Finanças
Postura do governo do DF e BRB irrita Fazenda
Executivo do Distrito Federal busca crédito de R$ 6,6 bilhões para banco público
A postura do governo do Distrito Federal (DF) e do Banco de Brasília (BRB) está causando profundos resultados nos bastidores do Ministério da Fazenda, que segue irredutível quanto à ideia de aval federal para um empréstimo de R$ 6,6 bilhões destinado a salvar o banco estatal.
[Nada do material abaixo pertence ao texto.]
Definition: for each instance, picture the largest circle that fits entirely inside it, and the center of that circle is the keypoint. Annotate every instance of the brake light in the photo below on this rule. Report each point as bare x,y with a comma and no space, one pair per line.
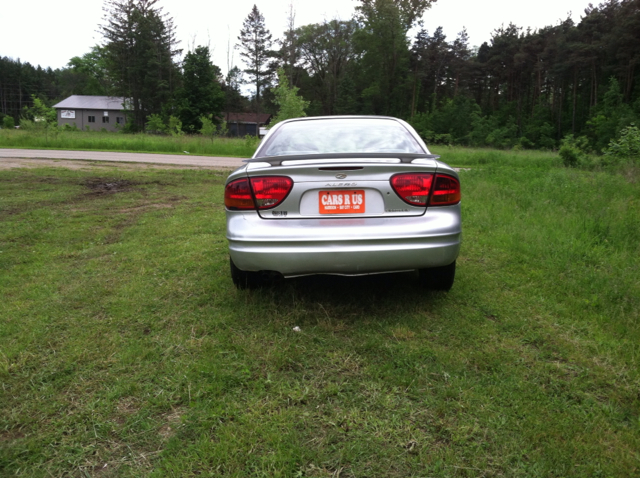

A leitura é que nem a administração de Celina Leão , nem o comando do BRB apresentaram planos críveis para destravar o aval do sindicato dos bancos públicos e privados para o empréstimo do Fundo Garantidor de Créditos (FGC) ao governo do DF, cujos recursos serão utilizados para resgatar o banco local.
A crise na relação entre o governo federal e a gestão local intensificou-se com a proposta, levantada na semana passada pelo governo distrital, de que o Tesouro melhorasse, de forma provisória, a classificação de risco (Capag) do ente.
Pelas regras e notas atuais, o DF não tem direito a aval da União, que, no entanto, envia em acelerar os trâmites para autorizar ou entrar a tomar o empréstimo com garantia dada pelos bancos. Uma nota melhor, mesmo que provisória, permitiria que a União oferecesse uma garantia para a operação de crédito, o que facilitaria o processo. Integrantes do Executivo federal afirmam que não há hipótese de a Fazenda aceitar essa solução e que o mecanismo sequer exista.
Está marcada para a próxima quinta-feira uma nova audiência de conciliação sobre o tema no Supremo Tribunal Federal (STF) , e o governo federal manterá sua posição de não conceder garantias para o empréstimo.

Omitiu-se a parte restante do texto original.